Right now, seven years on from the acquisition of Kionix, MEMS make up about 2 percent of Rohm’s sales but it is increasing fast. It also remains true that for now those sales are largely dependent on the smartphone market but automotive and industrial design wins will come, he said. Overall Sawamura provided an impression of Rohm of being like many Japanese companies; patient and pains-taking.
But Rohm is prepared to move early and decisively in technologies in which it has faith. As well as acquiring MEMS maker Kionix in 2009 Rohm acquired SiCrystal AG (Nuremberg, Germany) a monocrystal silicon carbide wafer manufacturer again supporting the idea of vertical integration. In fact the company was predominantly a holder of intellectual property and Rohm invested in a fully automated factory. SiCrystal operates as a subsidiary and sells externally as well as supplying wafers internally.
In essence silicon carbide enables higher-speed switching with lower on-resistance than silicon and the result is usually resulting in reduced losses, reduced heating and smaller size and lower weight. Rohm has been a pioneer of SiC development and was the first company to mass produce SiC MOSFETs in 2010.Rohm already supplies Schottky Barrier Diodes (SBDs) in SiC and SiC power MOSFETs and modules. Indeed at the Electronica show Rohm launched its third generation of SiC devices at up to 1,200V and it has second-generation SiC MOSFETs that operate at 1,700V.

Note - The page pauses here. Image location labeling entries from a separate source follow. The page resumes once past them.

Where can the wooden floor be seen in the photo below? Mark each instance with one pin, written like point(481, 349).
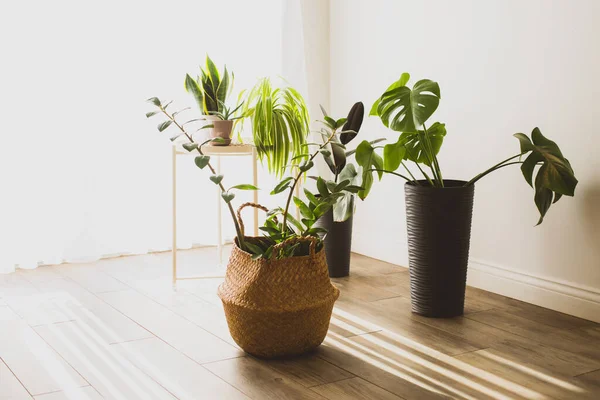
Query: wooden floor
point(116, 329)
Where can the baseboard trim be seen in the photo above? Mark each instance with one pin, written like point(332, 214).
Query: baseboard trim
point(568, 298)
point(565, 297)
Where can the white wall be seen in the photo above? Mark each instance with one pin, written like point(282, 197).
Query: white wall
point(503, 67)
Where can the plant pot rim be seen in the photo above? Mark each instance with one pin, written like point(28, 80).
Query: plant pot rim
point(455, 184)
point(317, 253)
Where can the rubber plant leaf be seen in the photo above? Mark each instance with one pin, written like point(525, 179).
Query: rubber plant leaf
point(404, 78)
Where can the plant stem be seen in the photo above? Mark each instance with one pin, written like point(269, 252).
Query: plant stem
point(289, 199)
point(238, 231)
point(391, 172)
point(433, 157)
point(495, 167)
point(421, 169)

Nonetheless Sawamura said: “The silicon-carbide market has not started yet. Perhaps it will in 2020. This is one of the reasons Rohm enjoys sponsoring the Venturi Formula-E racing team which is tremendous place to trial novel technologies. The only commercial automotive company to make use of SiC is Tesla, according to Christian Andre, president of Rohm Semiconductor GmbH and chairman of SiCrystal AG.
“Today the main market for silicon-carbide is industrial converters for solar cells, drivers for auxiliary drives,” said Sawamura. “And mainly diodes but we are seeing the introduction of transistor drives.

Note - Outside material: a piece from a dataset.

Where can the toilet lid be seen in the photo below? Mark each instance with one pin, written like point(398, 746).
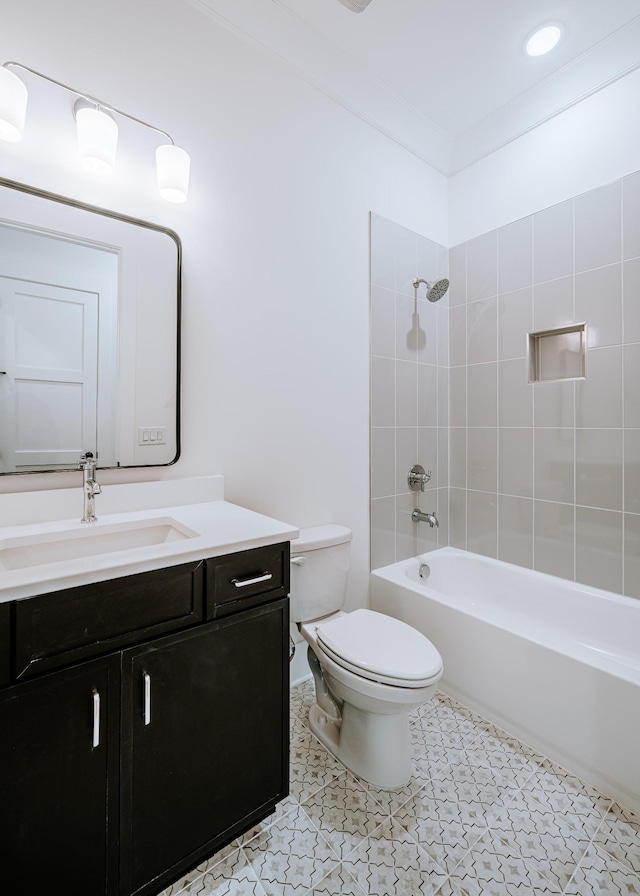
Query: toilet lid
point(380, 648)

With the emphasis on automotive and industrial Rohm is also investing in its European Development Center in Willich, Germany run by Michael Davis (see Rohm’s European Design Center in growth phase). “We are now under construction with a power laboratory for SiC, IGBTs and MOSFET designs. It is a place to build systems and develop ICs. To offer solutions for customers. Customers’ engineers can work in the lab.” However Sawamura would not quantify the development in terms of a headcount. “It is just starting and it will ramp up depending on the market,” he said.
Sawamura added that Rohm’s range of expertise in analog and mixed-signal, in sensors, in power, in MEMS meant that it was well placed to participate in the Internet of Things. The company can provide both wireless transceivers and low-power microcontrollers through its Lapis Semiconductor subsidiary.

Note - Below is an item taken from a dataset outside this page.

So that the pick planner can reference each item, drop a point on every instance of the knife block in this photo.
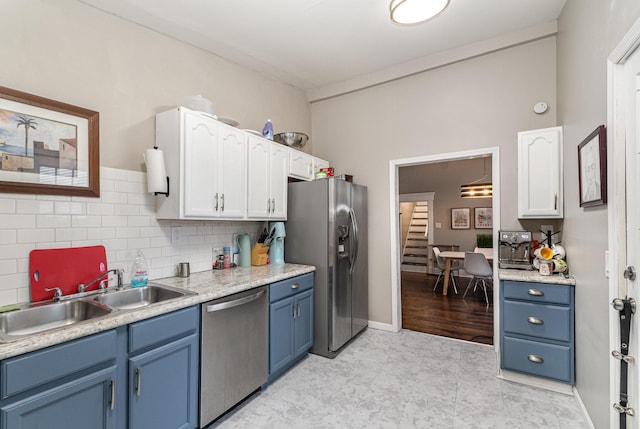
(259, 254)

So in this era of consolidation does Rohm have funds for more acquisitions? According to the company’s latest financial results – interim results for the first six months of fiscal year ending March 31, 2017 – has about 280 billion yen (about $2.6 billion) in cash on hand.
“We are always looking for companies for us to acquire. It depends on their capability and IP [intellectual property]. But we won’t touch a totally different market,” he concluded.